Last Thursday, the 9th Circuit sitting en banc handed down an 8-3 opinion that will make Internet service providers think twice about what information they will require their consumers to divulge as a condition of service. In Fair Housing Council v. Roommates.com , the court considered whether the Communications Decency Act of 1996 gave immunity to an Internet service provider that matched people renting out rooms with people who needed a place to live. The court interpreted the statute to deny such immunity to providers who required users to identify themselves according to sex or sexual orientation before they could avail themselves of the service.
The irony of such cyber-discrimination is that the Internet was once seen as the way minorities and women would avoid animus. In 1991, Ian Ayres published a landmark article titled "Fair Driving" that has become part of the canon of civil rights scholarship. The article was an empirical study of race- and gender-bias in real-time car sales that used more than 180 testers of different races and genders. The tests revealed that white males received better prices than blacks or women did. Indeed, "white women had to pay forty percent higher markups than white men; black men had to pay more than twice the markup, and black women had to pay more than three times the markup of white male testers."

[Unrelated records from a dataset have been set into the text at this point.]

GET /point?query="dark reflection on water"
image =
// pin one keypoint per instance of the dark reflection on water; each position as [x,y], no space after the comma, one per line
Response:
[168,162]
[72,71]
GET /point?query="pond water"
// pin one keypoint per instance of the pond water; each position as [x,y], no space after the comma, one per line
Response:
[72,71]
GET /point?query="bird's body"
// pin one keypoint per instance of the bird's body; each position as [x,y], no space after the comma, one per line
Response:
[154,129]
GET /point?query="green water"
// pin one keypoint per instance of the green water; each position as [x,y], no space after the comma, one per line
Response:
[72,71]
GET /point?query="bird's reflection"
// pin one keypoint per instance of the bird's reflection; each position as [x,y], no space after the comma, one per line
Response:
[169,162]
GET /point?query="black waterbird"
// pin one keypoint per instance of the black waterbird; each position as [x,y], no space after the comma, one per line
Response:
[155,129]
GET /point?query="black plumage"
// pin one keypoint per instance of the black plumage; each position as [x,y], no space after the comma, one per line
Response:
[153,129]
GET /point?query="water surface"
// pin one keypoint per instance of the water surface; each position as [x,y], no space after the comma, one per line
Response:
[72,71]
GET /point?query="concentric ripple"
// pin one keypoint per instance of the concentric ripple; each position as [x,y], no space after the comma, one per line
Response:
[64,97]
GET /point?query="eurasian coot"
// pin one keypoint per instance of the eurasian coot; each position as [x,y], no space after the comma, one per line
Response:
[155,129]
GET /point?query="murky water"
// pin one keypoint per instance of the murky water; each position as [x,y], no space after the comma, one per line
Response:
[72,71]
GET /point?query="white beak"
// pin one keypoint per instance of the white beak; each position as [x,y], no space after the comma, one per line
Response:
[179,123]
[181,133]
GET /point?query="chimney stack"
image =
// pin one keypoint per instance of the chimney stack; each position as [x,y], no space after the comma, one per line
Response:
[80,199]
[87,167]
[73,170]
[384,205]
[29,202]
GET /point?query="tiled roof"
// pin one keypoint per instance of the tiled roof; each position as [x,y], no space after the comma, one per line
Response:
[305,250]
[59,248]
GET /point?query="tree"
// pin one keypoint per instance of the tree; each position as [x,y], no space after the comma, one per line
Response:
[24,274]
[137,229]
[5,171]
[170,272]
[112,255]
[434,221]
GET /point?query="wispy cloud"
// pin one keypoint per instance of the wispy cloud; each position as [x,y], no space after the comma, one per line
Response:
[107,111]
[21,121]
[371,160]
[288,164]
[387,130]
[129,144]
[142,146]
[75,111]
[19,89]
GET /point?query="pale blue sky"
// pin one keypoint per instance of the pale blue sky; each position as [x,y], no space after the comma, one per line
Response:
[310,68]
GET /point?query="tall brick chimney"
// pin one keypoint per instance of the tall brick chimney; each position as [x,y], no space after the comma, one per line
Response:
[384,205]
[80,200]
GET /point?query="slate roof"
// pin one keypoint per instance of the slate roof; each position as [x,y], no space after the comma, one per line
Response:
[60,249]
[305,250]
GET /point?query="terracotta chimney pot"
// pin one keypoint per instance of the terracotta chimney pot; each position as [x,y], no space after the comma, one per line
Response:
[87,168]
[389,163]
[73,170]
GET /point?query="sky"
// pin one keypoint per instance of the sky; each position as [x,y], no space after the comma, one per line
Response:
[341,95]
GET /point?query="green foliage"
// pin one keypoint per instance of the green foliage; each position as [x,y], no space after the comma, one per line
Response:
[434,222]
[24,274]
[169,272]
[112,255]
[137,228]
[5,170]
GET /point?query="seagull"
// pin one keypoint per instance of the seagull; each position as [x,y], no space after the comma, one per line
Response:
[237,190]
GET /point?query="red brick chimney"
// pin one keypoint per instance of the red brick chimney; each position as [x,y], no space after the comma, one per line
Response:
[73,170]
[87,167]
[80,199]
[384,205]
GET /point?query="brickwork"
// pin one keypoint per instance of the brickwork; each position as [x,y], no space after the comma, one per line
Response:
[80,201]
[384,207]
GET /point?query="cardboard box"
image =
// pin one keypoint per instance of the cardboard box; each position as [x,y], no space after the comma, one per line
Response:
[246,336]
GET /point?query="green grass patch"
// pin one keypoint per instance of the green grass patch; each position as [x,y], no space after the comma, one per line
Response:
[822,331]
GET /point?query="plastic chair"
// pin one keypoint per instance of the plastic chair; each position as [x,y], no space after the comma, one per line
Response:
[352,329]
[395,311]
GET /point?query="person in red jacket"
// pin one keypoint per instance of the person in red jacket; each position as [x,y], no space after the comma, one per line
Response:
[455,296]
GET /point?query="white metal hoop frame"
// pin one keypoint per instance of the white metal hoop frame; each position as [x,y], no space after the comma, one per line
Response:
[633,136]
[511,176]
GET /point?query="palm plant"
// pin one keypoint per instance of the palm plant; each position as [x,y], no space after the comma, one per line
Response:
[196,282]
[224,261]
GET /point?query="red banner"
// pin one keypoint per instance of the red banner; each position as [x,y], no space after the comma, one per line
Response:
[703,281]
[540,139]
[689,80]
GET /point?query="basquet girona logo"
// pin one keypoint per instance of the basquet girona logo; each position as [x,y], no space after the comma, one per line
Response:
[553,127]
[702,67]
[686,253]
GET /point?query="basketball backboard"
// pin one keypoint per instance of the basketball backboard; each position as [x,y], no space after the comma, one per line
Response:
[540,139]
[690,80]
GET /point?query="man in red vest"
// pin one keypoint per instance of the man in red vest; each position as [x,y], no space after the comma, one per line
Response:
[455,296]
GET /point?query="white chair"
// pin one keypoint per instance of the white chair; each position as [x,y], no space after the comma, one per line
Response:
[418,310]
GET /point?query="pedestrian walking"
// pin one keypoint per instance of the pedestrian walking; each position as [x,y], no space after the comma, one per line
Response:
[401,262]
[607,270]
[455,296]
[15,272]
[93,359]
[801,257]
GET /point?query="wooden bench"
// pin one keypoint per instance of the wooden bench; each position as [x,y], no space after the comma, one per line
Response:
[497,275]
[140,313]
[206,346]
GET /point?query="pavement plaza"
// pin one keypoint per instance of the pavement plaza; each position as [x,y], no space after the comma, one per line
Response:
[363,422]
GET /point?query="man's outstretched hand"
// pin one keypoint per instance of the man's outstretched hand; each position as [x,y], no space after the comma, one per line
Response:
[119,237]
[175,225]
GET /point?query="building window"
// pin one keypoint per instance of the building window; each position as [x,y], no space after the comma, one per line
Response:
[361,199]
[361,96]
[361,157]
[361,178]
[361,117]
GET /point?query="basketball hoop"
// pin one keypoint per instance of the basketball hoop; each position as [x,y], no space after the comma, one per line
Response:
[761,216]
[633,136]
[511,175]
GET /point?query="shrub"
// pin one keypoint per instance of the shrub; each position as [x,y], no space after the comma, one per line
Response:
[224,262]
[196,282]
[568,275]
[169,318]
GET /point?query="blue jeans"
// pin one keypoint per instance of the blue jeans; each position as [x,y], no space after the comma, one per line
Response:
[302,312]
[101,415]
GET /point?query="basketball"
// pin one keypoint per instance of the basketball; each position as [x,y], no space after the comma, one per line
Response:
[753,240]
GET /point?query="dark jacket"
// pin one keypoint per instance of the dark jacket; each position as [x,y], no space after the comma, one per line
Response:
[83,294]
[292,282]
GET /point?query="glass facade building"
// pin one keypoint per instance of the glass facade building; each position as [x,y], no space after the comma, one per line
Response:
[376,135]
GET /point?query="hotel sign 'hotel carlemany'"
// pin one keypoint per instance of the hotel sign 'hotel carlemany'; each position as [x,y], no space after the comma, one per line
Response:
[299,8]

What was the answer to such face-to-face discrimination? It used to be hiring a white male agent to do one’s bidding (literally). More recently, however, savvy surfers have used the Internet to combat the effects of real-time discrimination. As law professor Jerry Kang observes is his powerful 2000 article "Cyber Race," the Internet allows subordinated groups with physically visible traits to pass as members of the dominant group. And if a merchant cannot discriminate between two buyers, he cannot discriminate against one of them.
But the Internet is just a technology, meaning that it can be used to further discrimination as well as to thwart it. Web sites where one individual is seeking another for a relationship—romantic or contractual—often articulate blatantly discriminatory preferences. The question is whether the deep-pocketed Web site that hosts such a message can be held liable for providing the forum.
For the most part, the CDA has answered this question with a clear no. That has to be the right answer: In contrast to newspapers, which can sometimes be held liable for carrying private messages, Internet service providers carry too much content to be held responsible for it all.
However, as the 9th Circuit has interpreted the CDA, if the Internet service provider requires individuals to disclose information about themselves to use the service, it is enough of a participant to lose this immunity. This is also probably right, because the site is more actively creating incentives for the individual to expose herself to discrimination. (Indeed, the irony here is that some of these coerced disclosures unmask individuals who could pass in face-to-face interactions.)
The 9th Circuit remanded the case to the district court to let it decide whether, stripped of its immunity, the Web site had violated the federal Fair Housing Act (which prohibits sex-based discrimination) or California state law (which prohibits orientation-based discrimination in the housing context). But given that its sensible balance is at odds with decisions in other circuits, this may be headed to SCOTUS.